Difficile resistere al fascino de “La parata”. Perché l’andamento lento di questo romanzo che è parente stretto del “Deserto dei Tartari” di Dino Buzzati, ma anche di “Aspettando i barbari” di J.M. Coetzee, all’improvviso diventa frenetico, pur restando dentro i confini del suo quieto incedere. Sulla striscia d’asfalto nero e senza grinze prende forma un’allegoria sottile e originalissima della condizione umana. Sospesa tra rispetto delle regole e voglia di trasgressione. Governata dalla precisione inflessibile dell’homo faber, scardinata dalla dirompente creatività e vitalità dell’homo ludens. Dilaniata dall’essere sempre fedele alla linea, ligia alle regole, rispettosa dei protocolli dettati dal Potere, ma anche tentata dalla voglia di stracciare gli ordini, di esplorare il mondo, di saltare tutti gli steccati per vedere che cosa c’è al di là.
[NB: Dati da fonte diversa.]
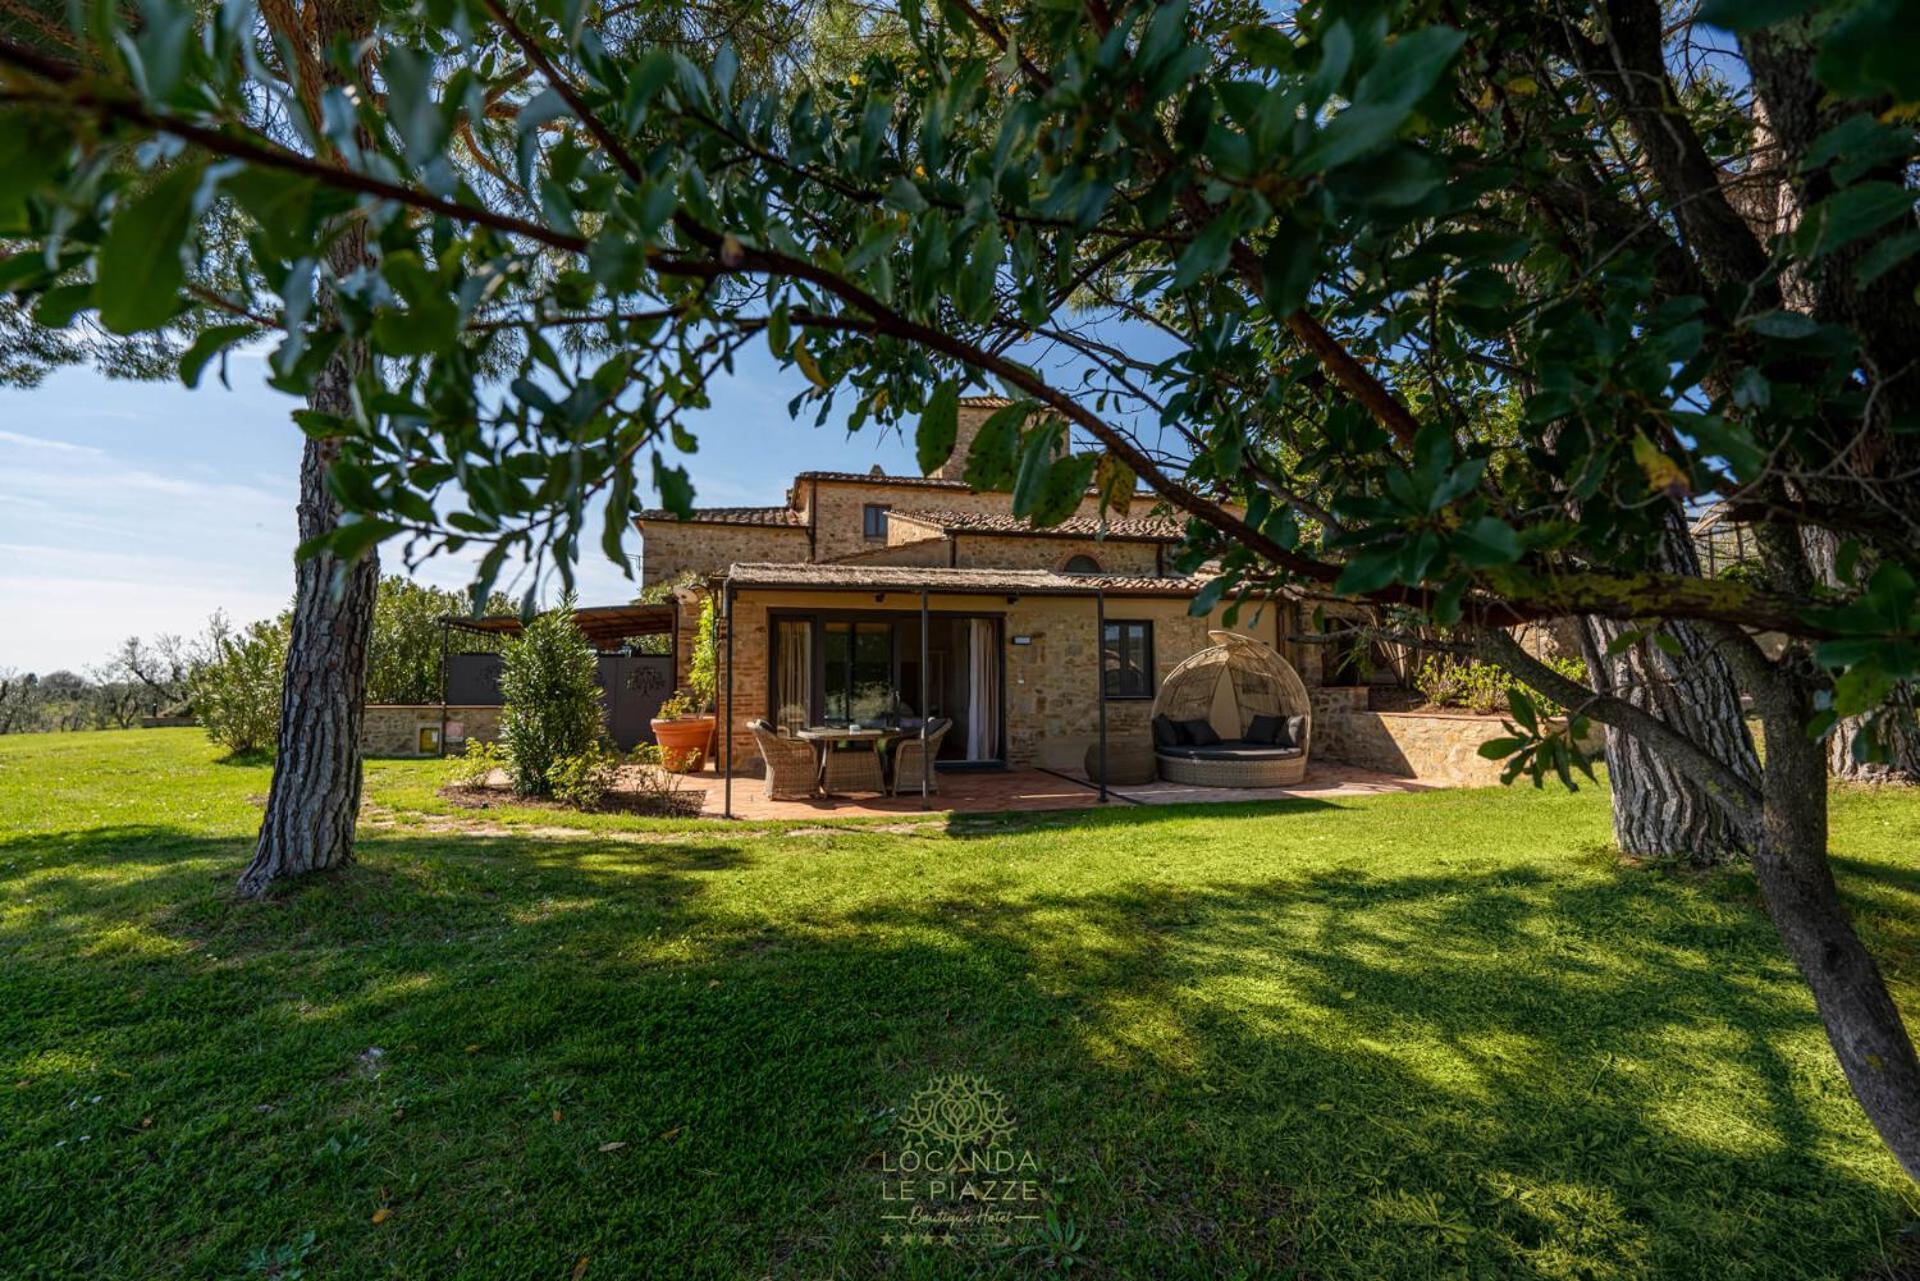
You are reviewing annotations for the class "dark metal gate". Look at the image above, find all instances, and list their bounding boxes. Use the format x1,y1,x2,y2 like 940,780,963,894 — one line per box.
598,654,672,749
443,651,674,750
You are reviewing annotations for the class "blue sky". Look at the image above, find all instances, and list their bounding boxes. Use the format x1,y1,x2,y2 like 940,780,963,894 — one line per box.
0,343,927,673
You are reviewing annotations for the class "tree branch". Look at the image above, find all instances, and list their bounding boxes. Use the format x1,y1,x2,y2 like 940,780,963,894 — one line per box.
1479,628,1763,812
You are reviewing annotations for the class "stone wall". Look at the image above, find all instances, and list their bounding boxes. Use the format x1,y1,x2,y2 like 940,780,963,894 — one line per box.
360,704,501,758
1312,699,1603,787
807,478,1081,563
841,534,954,567
638,521,807,588
953,534,1163,575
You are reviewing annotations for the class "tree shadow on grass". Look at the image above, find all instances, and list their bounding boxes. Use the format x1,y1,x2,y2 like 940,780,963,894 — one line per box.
0,822,1912,1281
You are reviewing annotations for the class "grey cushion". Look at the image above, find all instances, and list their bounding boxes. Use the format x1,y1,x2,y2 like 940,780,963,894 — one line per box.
1245,713,1284,745
1151,714,1180,749
1157,742,1304,762
1286,715,1307,749
1176,718,1221,746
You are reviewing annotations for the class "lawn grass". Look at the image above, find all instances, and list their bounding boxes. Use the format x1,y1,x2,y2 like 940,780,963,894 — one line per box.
3,728,1918,1279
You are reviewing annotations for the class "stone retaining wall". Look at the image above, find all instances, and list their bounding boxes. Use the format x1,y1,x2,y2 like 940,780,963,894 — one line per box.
1312,696,1604,787
360,704,501,758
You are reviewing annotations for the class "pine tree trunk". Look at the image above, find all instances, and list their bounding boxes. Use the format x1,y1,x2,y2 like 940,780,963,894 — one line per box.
236,228,376,897
1803,527,1920,782
1576,515,1762,865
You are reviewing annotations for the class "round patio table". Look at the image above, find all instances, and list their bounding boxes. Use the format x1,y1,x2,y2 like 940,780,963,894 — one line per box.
794,727,903,796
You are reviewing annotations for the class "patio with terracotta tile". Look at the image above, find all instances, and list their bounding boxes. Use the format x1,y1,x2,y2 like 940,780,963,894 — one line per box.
670,760,1434,820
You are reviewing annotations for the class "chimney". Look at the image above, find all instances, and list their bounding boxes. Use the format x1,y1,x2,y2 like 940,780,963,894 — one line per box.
933,396,1064,483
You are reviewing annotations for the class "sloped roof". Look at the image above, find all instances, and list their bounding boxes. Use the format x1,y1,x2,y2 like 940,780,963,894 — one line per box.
888,508,1185,541
442,602,675,648
792,470,974,489
725,562,1201,597
634,505,806,527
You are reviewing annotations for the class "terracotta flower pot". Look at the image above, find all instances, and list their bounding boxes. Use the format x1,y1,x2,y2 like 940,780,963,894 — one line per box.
650,715,716,773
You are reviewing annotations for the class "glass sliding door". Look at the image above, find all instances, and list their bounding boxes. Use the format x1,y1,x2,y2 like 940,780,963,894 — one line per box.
769,612,1003,762
822,620,895,726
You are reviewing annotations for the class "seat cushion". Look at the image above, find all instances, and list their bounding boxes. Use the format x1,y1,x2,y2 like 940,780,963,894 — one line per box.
1157,742,1304,762
1175,718,1221,746
1150,714,1180,749
1245,713,1284,746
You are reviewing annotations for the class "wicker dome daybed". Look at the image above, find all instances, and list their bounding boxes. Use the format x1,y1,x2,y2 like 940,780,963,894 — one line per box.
1149,630,1311,786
In più, Dave Eggers tiene in serbo, per il finale, una zampata ad effetto, da grande scrittore qual è. Perché “La parata” è solo il simbolo di quanto imperscrutabili siano le regole che governano il Potere. E di quanto misero sia il valore della condizione umana davanti alla ragion di Stato. Spesso, non vale la pena nemmeno comunicare agli esseri ininfluenti, ai sudditi, quale sarà il loro destino. “Sarebbe inutile – scriveva Franz Kafka nell’inquieto e magistrale racconto ‘Nella colonia penale’ – visto che dovrà farne conoscenza sulla propria carne”.